The other piece needed, before running the FTP code above is to be able to connect to the output blob storage.

The activity receives the output table as a list of ResovedTable. As discussed, in my case I check to confirm there’s only one and extract the first item in the list. I then have the same method outlined in the tutorial to extract the storage connection string from the ResovledTable’s Linked Service –

in my main function I call

//as we only have one output table, extract it from the list
ResolvedTable outputTable = outputTables.First();
//get the blob storage connection string from the linked service configuration
outputStorageConnectionString = GetConnectionString(outputTable.LinkedService);

In GetConnectionString if the output table is indeed an AzureStorageLinkedService it will have a ConnectionString I can return –

private static string GetConnectionString(LinkedService asset)
{
    AzureStorageLinkedService storageAsset;
    if (asset == null)
    {
        return null;
    }

    storageAsset = asset.Properties as AzureStorageLinkedService;
    if (storageAsset == null)
    {
        return null;
    }

    return storageAsset.ConnectionString;
}

I then follow the same approach to extract the output path from the outputTable’s Table configuration

folderPath = GetFolderPath(outputTable.Table);

with the implementation being

private static string GetFolderPath(Table dataArtifact)
{
    AzureBlobLocation blobLocation;
    if (dataArtifact == null || dataArtifact.Properties == null)
    {
        return null;
    }

    blobLocation = dataArtifact.Properties.Location as AzureBlobLocation;
    if (blobLocation == null)
    {
        return null;
    }

    return blobLocation.FolderPath;
}

And that is pretty much it…putting it all together, adding a few validation rules and log lines here and there and I’ve got a rudimentary FTP download activity for ADF. 

After building the project I zipped up the contents of the Debug folder and uploaded the ZIP to the container configured in the pipeline and when the pipeline ran I could see the contents of the file in the FTP server copied into my blob storage as requested.

Where to go from here?

There are a few things I’d add in real implementation – I’ve already discussed supporting multiple outputs, I think this would be quite important.

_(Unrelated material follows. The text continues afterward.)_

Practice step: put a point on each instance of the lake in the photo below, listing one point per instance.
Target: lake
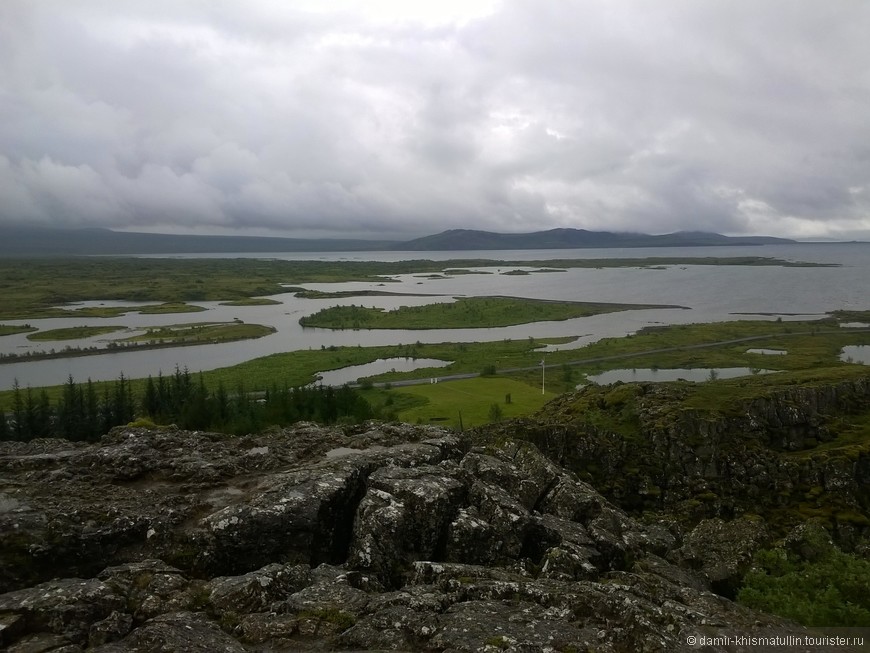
(711, 294)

In theory one could also support multiple output types, but actually I think that moving to blob storage and then using built-in ADF activities such as the copy activity makes most sense.

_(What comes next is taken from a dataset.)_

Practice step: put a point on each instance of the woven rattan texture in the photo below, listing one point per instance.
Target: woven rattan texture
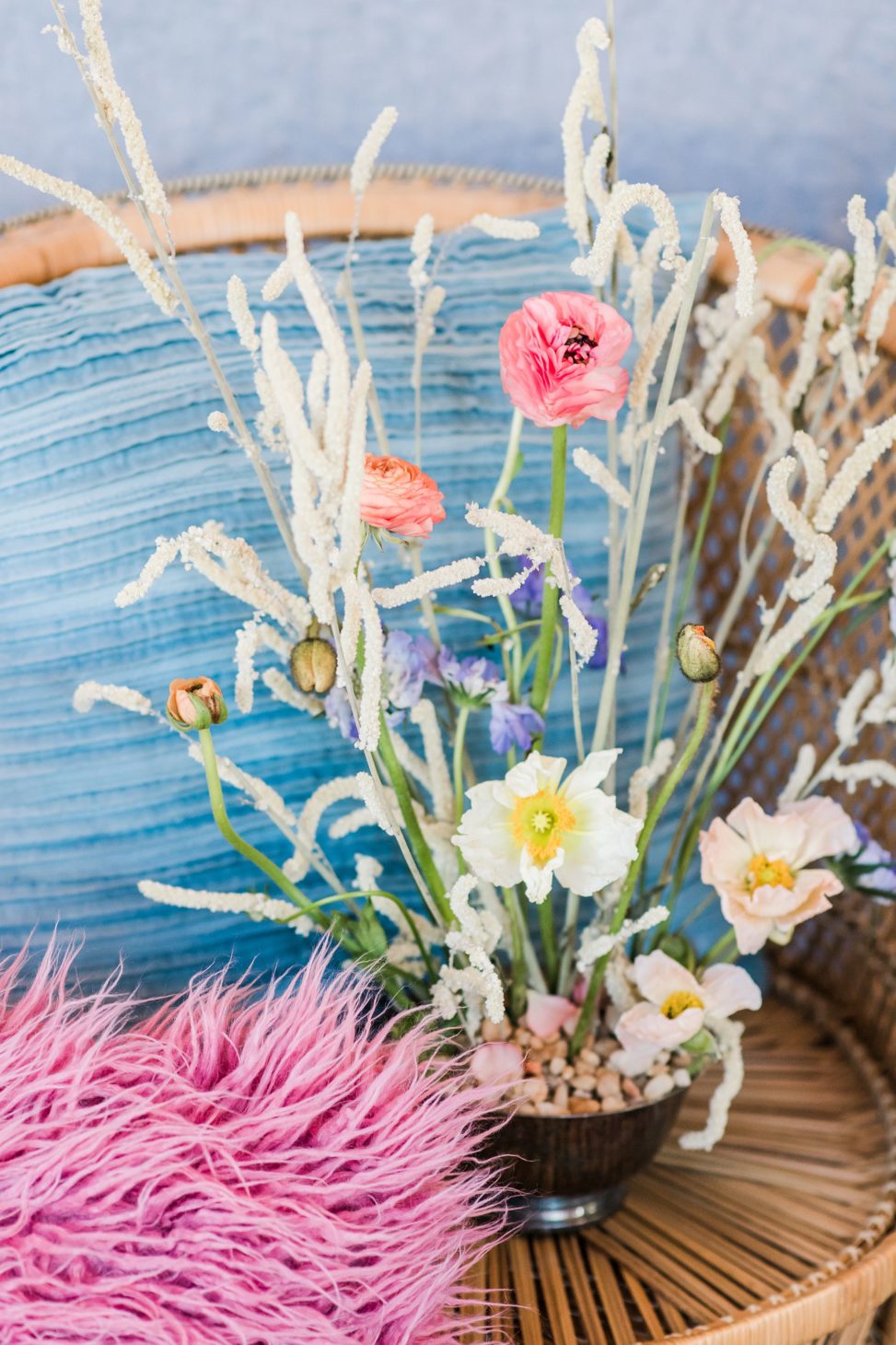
(796, 1195)
(808, 707)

I also think that adding a property indicating whether the file on the FTP server should be deleted after the transfer completed could be useful if the source system cannot adhere to time-based paths (or otherwise  the time slice which I do include in the extended properties needs to be used when resolving the FTP path)

It might also be important to put in place something to confirm the file on the FTP server is fully written. many implementation that rely on FTP use a second flag file to indicate the main file is ready.